The refinery’s opponents will in all probability profit from the closure straight away. Gulf Coast and Midwestern crops that import heavy oil will see the value of that crude decline as demand for it wanes, in line with Auers. The slack available in the market may additionally mitigate worth spikes from potential US tariffs on Canadian and Mexican oil.
Looming Shutdowns
Extra closures are in all probability on the horizon. Smaller, older refineries with out entry to a wide range of crudes or export markets for his or her merchandise are more and more susceptible in comparison with mega crops like Motiva Enterprises’ Port Arthur, Exxon Mobil Corp’s Beaumont and Marathon Petroleum Corp’s Galveston Bay refineries – three crops that collectively comprise 10% of US gasoline manufacturing.
New laws on refineries in California may spur retirements there, too. The most important US refiner by capability, Valero Power Corp, final 12 months warned that “all choices are on the desk” for its California crops and — echoing the gradual demise of LyondellBasell’s Houston refinery — stated it had stopped investing in these West Coast belongings past what’s essential to maintain them operating.

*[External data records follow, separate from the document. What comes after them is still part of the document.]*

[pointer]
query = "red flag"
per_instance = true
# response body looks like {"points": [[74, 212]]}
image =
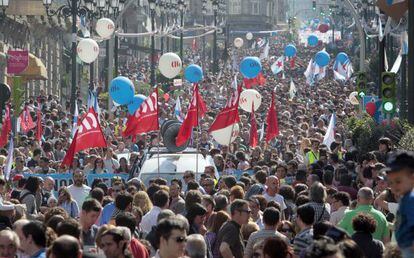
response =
{"points": [[292, 62], [26, 121], [145, 118], [39, 129], [259, 80], [88, 135], [196, 110], [254, 139], [230, 113], [272, 129], [194, 45], [6, 127]]}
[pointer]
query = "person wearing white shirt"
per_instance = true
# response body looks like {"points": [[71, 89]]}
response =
{"points": [[271, 193], [340, 203], [78, 190], [111, 164], [160, 201]]}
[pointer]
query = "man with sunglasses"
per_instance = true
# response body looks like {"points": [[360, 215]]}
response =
{"points": [[108, 210], [229, 241], [172, 237]]}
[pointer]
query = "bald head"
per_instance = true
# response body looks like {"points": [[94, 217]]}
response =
{"points": [[65, 247]]}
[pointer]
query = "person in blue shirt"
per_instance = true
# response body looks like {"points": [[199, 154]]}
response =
{"points": [[33, 239], [109, 209], [400, 174]]}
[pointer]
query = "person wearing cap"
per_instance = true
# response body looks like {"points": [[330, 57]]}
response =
{"points": [[313, 155], [400, 174], [364, 205]]}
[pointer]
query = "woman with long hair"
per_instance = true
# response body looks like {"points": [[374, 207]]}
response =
{"points": [[221, 218], [123, 166], [67, 203], [142, 200], [98, 167]]}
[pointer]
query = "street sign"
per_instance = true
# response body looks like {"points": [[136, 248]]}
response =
{"points": [[396, 11]]}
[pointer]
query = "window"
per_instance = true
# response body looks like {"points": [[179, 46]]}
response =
{"points": [[234, 7], [255, 7]]}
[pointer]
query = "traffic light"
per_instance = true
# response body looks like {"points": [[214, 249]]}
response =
{"points": [[388, 92], [361, 84]]}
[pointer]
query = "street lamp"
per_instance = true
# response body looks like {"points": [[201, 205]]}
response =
{"points": [[75, 8], [204, 11], [181, 7], [152, 5], [215, 9], [162, 5], [3, 5]]}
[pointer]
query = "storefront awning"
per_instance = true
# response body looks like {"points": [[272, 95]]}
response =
{"points": [[36, 70]]}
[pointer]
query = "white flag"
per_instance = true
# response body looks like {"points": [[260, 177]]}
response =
{"points": [[330, 133], [292, 89], [9, 160]]}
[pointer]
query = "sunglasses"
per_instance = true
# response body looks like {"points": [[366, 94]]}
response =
{"points": [[286, 230], [180, 239], [256, 254], [247, 211]]}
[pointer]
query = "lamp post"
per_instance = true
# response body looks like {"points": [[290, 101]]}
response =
{"points": [[3, 5], [152, 5], [204, 11], [162, 6], [215, 9], [74, 8], [181, 6]]}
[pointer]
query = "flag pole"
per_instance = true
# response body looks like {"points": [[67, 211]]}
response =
{"points": [[198, 129], [158, 137]]}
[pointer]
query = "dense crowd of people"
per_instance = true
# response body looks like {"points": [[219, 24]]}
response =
{"points": [[296, 197]]}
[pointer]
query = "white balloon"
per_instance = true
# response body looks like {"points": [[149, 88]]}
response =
{"points": [[170, 65], [88, 50], [226, 135], [238, 42], [353, 98], [248, 98], [105, 27]]}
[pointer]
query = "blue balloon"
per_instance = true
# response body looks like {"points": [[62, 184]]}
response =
{"points": [[134, 104], [290, 50], [342, 57], [121, 90], [250, 67], [313, 40], [193, 73], [322, 58]]}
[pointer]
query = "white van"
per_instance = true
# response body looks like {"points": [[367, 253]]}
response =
{"points": [[173, 165]]}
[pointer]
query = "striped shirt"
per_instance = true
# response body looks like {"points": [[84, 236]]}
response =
{"points": [[302, 240], [262, 235]]}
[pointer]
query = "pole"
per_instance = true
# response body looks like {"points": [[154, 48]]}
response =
{"points": [[152, 49], [181, 36], [91, 65], [116, 47], [74, 35], [204, 41], [215, 66], [410, 89], [381, 62], [403, 88], [162, 31]]}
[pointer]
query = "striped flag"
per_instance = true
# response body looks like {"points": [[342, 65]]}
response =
{"points": [[177, 110], [75, 119], [329, 137], [9, 160]]}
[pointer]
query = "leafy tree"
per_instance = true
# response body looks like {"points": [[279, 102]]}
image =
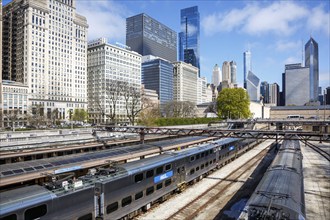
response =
{"points": [[233, 103]]}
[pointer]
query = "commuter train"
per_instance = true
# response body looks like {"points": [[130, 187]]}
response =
{"points": [[121, 191], [280, 193]]}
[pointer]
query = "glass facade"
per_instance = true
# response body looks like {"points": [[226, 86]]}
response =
{"points": [[189, 36], [147, 36], [312, 61], [246, 65], [157, 75]]}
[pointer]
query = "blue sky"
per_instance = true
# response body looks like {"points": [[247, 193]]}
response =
{"points": [[274, 31]]}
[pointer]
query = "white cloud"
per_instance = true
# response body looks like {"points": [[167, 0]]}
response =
{"points": [[282, 18], [288, 46], [291, 60], [105, 19], [319, 20]]}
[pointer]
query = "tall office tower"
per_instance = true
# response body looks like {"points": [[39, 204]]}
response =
{"points": [[44, 47], [1, 92], [108, 64], [312, 61], [226, 75], [253, 86], [157, 74], [274, 94], [233, 71], [246, 65], [189, 36], [147, 36], [216, 75], [296, 84], [185, 79], [264, 91]]}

Refineries attain a “pure resolution level” when the price of persevering with to run outweighs anticipated future income, stated TD Cowen analyst Jason Gabelman.
Refineries unwilling or unable to soak up the fee to modernize, merely discover themselves unable to remain aggressive, stated Auers. The remainder get to get pleasure from “pretty engaging and sustainable refining margins.”
—With help from Lucia Kassai.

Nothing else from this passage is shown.